Objectively about pseudoscientific. Herbs: from medicine to poison. Paradoxes of herbal medicine

“Pharmacy under your feet” – this is sometimes called the flora of our planet. And it’s true, many plants hide in their depths valuable biologically active substances that can affect human health. However, self-medication with infusions and decoctions can be just as dangerous as self-medication with pills. And in some cases, deadly. Why? Let’s figure it out.

The patient complains to the doctor about coughing. Physician’s orders: 2000 BC: “Here, eat the root.” 1000 AD: “These roots are sorcery, say a prayer.” 1850 AD: “These prayers are foolish superstition, drink this potion.” 1940 AD: “These potions are plain quackery, take this pill.” 1985 AD: “These pills don’t work, take this antibiotic.” 2000 AD: “This antibiotic is synthetic. Here, eat the root.” (Medical joke)

Excursion into history

It is difficult to say how old herbal medicine (or herbal medicine, if scientifically) is. Considering that we literally walk on these medicines, we can assume that plant treatment is the same age as humanity.

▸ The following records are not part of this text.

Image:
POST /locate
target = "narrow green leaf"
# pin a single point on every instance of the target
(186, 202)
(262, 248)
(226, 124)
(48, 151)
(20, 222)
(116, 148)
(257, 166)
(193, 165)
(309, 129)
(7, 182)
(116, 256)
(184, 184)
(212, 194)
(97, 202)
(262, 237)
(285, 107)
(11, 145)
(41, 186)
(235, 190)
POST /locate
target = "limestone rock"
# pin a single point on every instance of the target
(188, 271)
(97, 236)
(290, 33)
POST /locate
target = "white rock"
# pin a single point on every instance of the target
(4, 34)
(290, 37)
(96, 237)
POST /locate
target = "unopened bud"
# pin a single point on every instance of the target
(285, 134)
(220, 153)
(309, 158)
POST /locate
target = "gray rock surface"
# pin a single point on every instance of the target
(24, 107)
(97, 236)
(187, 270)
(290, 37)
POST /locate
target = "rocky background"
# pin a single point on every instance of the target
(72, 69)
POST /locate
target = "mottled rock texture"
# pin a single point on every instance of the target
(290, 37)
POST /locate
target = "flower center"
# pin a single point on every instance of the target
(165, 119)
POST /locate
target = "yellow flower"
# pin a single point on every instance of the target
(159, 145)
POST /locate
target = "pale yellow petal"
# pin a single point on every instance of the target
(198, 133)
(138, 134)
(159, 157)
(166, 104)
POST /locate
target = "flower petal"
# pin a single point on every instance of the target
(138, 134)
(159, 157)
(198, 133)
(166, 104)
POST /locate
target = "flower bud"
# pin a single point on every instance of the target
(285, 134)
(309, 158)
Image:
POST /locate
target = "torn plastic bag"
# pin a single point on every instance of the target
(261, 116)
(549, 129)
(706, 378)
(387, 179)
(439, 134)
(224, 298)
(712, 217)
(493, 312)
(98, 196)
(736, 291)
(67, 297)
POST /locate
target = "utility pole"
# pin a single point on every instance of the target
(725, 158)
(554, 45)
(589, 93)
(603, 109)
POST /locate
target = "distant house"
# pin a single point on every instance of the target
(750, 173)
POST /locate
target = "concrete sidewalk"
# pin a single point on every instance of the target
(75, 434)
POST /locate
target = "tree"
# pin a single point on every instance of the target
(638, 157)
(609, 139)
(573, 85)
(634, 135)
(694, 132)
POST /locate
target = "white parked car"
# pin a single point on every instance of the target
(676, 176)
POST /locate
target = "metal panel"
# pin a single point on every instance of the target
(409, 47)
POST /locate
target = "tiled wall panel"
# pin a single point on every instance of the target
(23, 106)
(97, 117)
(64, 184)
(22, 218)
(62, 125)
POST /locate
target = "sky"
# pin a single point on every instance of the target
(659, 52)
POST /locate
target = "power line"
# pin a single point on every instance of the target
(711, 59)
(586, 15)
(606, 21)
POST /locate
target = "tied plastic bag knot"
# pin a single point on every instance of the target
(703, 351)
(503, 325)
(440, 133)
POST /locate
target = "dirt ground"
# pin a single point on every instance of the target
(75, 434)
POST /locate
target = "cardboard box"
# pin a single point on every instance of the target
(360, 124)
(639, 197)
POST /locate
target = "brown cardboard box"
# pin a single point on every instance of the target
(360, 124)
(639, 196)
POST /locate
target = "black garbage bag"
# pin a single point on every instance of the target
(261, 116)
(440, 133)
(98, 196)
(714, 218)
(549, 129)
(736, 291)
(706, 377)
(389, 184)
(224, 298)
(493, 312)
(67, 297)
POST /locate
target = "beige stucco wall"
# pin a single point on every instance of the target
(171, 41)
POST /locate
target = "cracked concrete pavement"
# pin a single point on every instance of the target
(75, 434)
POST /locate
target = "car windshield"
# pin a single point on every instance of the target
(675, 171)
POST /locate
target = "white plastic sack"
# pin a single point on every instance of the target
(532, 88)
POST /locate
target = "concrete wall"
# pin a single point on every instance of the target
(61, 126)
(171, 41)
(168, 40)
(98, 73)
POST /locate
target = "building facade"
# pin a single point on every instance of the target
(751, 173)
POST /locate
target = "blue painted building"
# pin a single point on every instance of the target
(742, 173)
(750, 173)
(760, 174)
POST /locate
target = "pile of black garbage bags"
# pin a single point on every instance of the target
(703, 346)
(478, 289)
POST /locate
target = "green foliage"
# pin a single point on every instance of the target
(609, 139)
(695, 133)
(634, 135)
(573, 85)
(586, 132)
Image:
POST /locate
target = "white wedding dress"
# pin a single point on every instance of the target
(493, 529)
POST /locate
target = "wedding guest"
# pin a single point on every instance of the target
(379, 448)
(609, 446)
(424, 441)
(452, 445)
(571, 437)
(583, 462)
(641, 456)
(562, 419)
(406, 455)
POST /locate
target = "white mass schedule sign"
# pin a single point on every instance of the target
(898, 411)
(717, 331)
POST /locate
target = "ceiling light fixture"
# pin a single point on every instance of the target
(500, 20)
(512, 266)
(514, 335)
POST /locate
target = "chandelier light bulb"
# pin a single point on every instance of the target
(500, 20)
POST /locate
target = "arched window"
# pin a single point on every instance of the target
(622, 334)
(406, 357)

It is clear that in prehistoric times there were no reference books and electronic databases, knowledge was accumulated exclusively empirically. That is, by experience. A tribesman ate black berries from that bush and died – remember: the bush is poisonous. And I chewed on this grass and the gums stopped bleeding – remember: medicinal grass. This information was passed from mouth to mouth, from generation to generation. And by the time writing appeared, there was plenty of it.

The first records that have come down to us appeared among the ancient Sumerians, about 7000 years ago. Among the tablets discovered by archaeologists were medicinal prescriptions, recipes containing bay leaves, cumin and thyme. And if the medicinal properties of the first two plants were not confirmed over time (but their culinary capabilities were evaluated), then thyme is still used. And not only in dried form, but also as part of the antitussive drug Pertussin.

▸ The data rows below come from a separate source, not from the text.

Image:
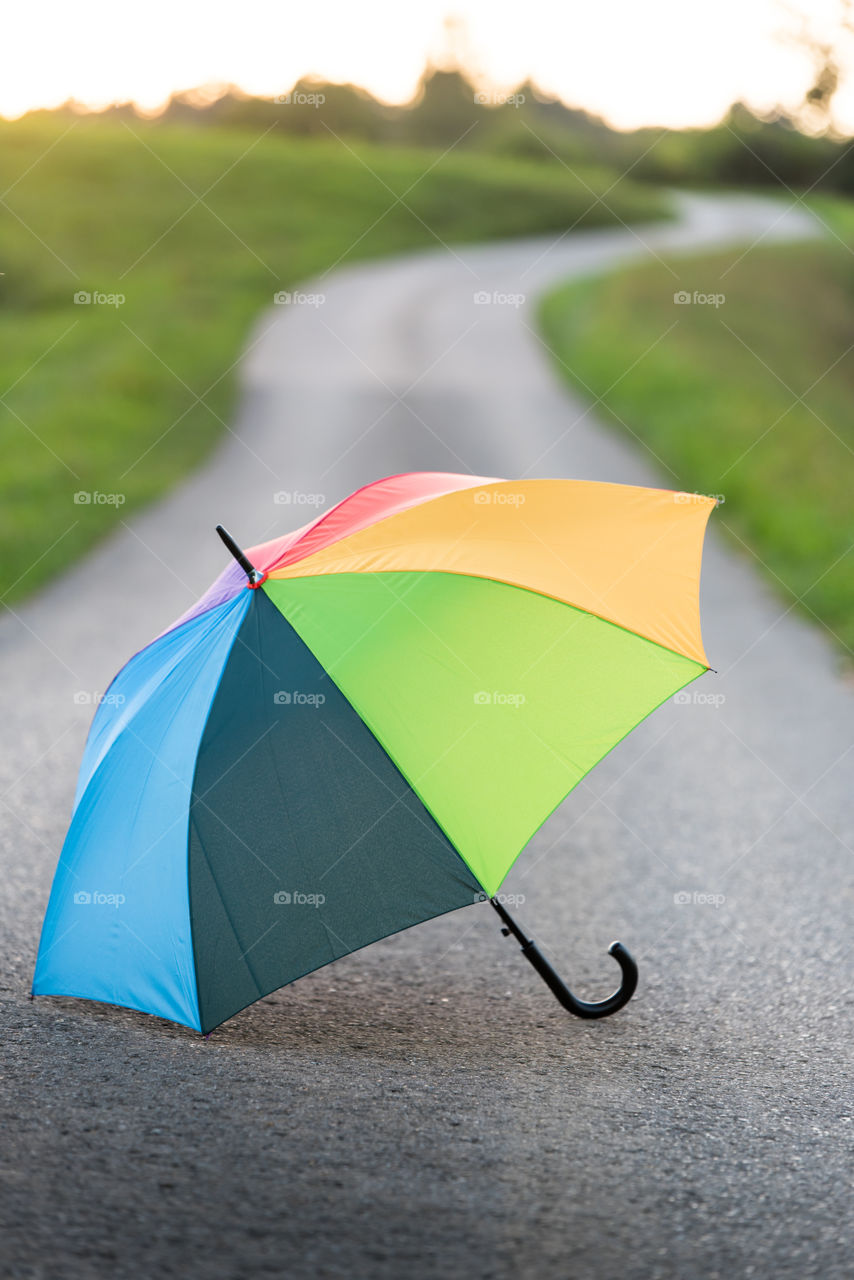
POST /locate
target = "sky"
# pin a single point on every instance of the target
(634, 62)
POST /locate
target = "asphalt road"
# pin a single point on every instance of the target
(424, 1107)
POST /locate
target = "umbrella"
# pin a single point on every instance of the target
(359, 727)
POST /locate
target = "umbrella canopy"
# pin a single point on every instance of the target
(365, 734)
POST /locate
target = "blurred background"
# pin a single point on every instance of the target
(163, 177)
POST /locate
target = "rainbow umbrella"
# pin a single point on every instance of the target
(359, 727)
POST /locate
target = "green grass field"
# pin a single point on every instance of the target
(749, 400)
(124, 400)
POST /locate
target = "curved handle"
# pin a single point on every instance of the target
(556, 984)
(585, 1008)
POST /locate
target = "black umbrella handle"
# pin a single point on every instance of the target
(556, 984)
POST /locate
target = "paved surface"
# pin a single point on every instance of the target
(424, 1107)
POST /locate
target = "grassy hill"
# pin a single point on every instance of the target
(749, 398)
(195, 231)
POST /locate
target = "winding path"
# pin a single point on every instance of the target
(424, 1107)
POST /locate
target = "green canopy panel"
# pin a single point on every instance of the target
(492, 700)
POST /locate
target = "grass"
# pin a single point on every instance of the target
(124, 400)
(749, 400)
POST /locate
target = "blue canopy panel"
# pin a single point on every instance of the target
(117, 926)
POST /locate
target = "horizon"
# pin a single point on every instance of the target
(670, 68)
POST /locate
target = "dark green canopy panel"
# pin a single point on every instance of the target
(305, 840)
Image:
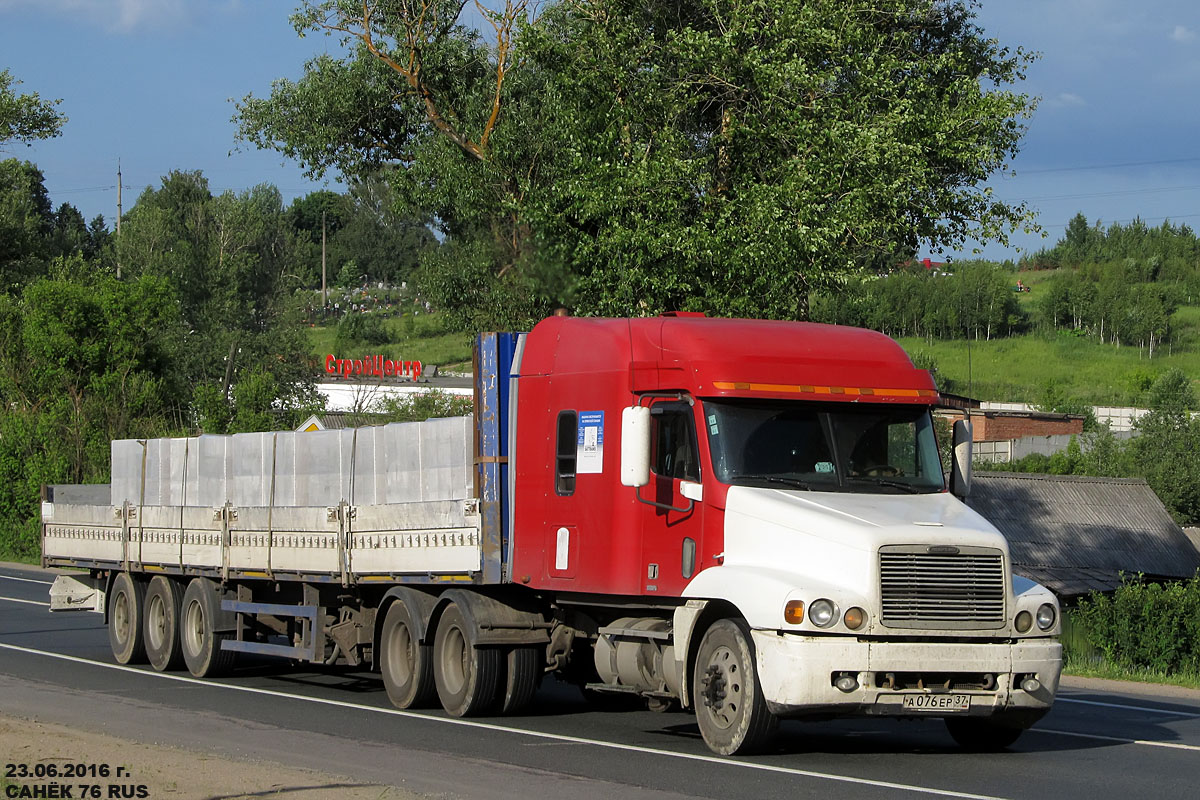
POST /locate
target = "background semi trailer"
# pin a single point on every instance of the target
(744, 517)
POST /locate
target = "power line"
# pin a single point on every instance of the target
(1114, 166)
(1157, 221)
(1109, 193)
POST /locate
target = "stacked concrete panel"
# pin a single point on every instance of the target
(405, 462)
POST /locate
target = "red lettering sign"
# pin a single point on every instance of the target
(372, 366)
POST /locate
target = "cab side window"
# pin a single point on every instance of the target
(565, 447)
(673, 441)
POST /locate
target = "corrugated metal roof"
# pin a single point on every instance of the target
(1075, 534)
(340, 420)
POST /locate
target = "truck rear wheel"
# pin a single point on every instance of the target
(163, 601)
(730, 708)
(199, 631)
(126, 602)
(406, 663)
(468, 678)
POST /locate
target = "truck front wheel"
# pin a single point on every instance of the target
(468, 678)
(730, 708)
(126, 603)
(406, 663)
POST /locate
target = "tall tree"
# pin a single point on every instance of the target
(725, 155)
(229, 259)
(735, 155)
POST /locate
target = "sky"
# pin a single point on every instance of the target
(151, 83)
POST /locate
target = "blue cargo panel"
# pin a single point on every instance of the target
(493, 366)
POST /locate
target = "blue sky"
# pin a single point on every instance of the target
(150, 82)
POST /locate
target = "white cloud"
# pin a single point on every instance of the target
(117, 16)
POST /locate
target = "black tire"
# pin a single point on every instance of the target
(982, 734)
(126, 601)
(468, 678)
(161, 624)
(201, 623)
(730, 708)
(522, 674)
(406, 663)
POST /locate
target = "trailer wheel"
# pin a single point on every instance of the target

The first textbook on herbal medicine, authored by doctors of ancient China, included 365 different plants and several hundred recipes for their use. This work appeared in 2700 BC.

The famous Eberian papyrus, which dates back to 1550 BC, contained, in particular, the “Book of the preparation of medicines for all parts of the body.” About 900 different recipes were described in this ancient Egyptian pharmacopoeia. The Egyptians used onions, poppies, dates, aloe, pomegranate, grapes, papyrus. Some prescriptions contained up to 37 components.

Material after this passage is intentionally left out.